It started out like one of those B-grade movies you love when you are about 12 years old. Picture a wide shot with a woman preparing to fill up a glass bowl in the sink of an old building. Everything is normal, calm, and tranquil. The old building has been there in downtown Denver for at least 100 years and the plumbing probably saw its last update about 1920. Then the shot zooms in tighter, focusing more on the glass rose bowl and the sink as the water is turned on, and tighter yet, to the tap, as the water begins to fill and then, something small and unrecognizable plops in the bowl. She notices and holds it up to the light to better see.
What is it? It is moving. Are those claws? That, for sure, is a tail.
Yikes! I think it is a baby alligator.
Immediately that opens up the realm of possibilities in my over-active imagination. How did that get in the tapwater. I’ve heard of ‘gators in the sewers before, but is it warm enough in Denver for them to survive? And that was from the tap — hopefully tap and sewer shouldn’t have any connection. And it’s cold, almost Thanksgiving.

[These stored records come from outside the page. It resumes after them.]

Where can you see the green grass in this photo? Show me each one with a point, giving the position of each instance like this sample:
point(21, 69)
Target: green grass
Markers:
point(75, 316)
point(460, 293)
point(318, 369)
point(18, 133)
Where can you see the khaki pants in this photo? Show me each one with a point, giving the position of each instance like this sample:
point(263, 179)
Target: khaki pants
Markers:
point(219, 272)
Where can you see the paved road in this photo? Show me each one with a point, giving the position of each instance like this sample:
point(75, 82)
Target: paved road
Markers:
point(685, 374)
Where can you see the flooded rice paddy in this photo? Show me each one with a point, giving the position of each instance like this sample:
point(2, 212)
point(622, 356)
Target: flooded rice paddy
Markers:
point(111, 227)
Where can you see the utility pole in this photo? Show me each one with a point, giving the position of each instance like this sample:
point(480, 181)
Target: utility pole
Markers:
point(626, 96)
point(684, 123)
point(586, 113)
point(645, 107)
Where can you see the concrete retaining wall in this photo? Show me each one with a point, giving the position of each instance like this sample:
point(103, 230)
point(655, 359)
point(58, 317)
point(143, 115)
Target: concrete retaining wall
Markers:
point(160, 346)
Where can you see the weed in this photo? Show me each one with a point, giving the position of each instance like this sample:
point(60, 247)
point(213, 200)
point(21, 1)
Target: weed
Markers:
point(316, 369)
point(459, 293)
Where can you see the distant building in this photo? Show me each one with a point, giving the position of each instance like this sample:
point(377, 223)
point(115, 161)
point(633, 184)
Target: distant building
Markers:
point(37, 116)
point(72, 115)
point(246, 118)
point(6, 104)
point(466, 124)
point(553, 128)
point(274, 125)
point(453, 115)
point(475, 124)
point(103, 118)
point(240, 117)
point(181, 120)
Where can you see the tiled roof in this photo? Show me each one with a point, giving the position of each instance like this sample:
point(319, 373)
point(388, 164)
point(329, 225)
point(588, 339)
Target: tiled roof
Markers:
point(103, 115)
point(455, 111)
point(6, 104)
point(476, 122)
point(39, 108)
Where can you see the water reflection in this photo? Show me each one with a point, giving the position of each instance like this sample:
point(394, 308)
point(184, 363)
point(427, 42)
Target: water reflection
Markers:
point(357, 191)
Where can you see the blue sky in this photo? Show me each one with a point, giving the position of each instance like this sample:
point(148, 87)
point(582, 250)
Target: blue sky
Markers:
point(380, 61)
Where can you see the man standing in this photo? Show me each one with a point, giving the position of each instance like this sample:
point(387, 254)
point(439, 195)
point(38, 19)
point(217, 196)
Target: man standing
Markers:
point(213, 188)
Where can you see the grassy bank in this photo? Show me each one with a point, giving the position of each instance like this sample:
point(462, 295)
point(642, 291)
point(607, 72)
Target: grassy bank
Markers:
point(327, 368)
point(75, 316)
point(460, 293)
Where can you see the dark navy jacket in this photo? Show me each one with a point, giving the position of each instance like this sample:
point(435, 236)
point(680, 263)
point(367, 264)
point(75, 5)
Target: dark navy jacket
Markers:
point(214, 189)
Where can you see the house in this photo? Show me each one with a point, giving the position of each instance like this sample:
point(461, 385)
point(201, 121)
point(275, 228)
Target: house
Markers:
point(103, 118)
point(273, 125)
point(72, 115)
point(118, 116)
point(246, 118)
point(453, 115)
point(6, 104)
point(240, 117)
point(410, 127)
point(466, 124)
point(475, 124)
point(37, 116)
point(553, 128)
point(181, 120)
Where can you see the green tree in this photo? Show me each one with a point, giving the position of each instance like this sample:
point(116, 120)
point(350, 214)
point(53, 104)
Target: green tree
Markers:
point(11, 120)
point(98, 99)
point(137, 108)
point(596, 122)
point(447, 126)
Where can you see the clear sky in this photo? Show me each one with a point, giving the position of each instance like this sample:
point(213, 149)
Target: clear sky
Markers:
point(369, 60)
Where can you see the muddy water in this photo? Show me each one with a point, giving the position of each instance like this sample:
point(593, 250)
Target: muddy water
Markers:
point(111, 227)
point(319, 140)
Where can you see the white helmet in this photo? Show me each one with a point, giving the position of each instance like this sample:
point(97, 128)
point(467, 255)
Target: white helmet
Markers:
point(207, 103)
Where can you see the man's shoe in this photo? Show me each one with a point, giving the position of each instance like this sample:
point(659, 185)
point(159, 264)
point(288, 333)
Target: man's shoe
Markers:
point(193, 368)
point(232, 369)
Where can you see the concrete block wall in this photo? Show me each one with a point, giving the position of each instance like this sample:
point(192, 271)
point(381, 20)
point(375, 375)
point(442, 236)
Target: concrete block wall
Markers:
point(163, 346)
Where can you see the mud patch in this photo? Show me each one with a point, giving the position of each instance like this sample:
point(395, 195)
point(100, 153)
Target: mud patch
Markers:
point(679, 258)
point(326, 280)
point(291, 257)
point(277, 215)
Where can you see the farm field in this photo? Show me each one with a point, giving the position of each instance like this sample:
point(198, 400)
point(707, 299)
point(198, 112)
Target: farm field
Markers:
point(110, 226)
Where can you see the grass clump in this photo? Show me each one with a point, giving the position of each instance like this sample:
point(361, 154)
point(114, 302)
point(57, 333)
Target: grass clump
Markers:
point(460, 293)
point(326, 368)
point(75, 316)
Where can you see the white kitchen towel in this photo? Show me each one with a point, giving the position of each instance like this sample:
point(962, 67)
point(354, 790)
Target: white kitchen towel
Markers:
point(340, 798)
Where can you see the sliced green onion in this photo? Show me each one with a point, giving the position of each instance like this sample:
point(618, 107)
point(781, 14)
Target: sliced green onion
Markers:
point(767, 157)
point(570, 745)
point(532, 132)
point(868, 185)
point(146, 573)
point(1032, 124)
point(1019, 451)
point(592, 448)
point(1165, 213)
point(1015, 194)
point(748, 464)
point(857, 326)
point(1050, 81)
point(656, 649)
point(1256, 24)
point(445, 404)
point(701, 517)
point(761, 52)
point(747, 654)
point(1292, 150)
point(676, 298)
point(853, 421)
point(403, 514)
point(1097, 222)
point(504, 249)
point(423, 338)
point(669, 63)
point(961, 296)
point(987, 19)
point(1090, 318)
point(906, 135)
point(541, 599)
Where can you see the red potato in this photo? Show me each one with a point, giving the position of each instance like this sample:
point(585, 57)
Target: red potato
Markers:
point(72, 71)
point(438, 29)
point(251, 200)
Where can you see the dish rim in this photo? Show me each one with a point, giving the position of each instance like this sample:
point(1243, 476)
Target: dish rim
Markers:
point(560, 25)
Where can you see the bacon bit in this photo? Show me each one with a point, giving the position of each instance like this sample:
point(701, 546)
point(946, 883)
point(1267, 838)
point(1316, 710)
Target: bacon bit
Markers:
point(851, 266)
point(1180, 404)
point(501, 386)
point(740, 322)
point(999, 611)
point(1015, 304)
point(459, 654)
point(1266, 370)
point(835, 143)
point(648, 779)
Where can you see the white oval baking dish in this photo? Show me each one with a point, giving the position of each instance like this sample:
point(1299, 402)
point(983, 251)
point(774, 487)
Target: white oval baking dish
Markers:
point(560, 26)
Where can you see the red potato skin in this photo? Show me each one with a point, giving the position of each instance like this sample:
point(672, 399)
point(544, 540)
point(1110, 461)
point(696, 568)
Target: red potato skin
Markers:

According to this month's Colorado Editor, "Clyde, a lizard who mysteriously appeared in running water from a tap in the Colorado Press Association bathroom, has garnered media attention from the Denver Post and National Public Radio to Channel 7 and Channel 9 News. The lizard, which is approximately 1-1/2 inches in length, is thought to have crawled into the tap rather than being a product of the Denver water system. He now resides at Scales and Tails in Lakewood where they hope to determine his exact identity."
Samantha Johnston, Colorado Press Association's executive director (and my boss), found the little bugger when she was filling up the glass bowl upon returning from a recent trip to Mexico.
I think it gives new meaning to the oft-used admonishment for travelers to, "Whatever you do, don't drink the water."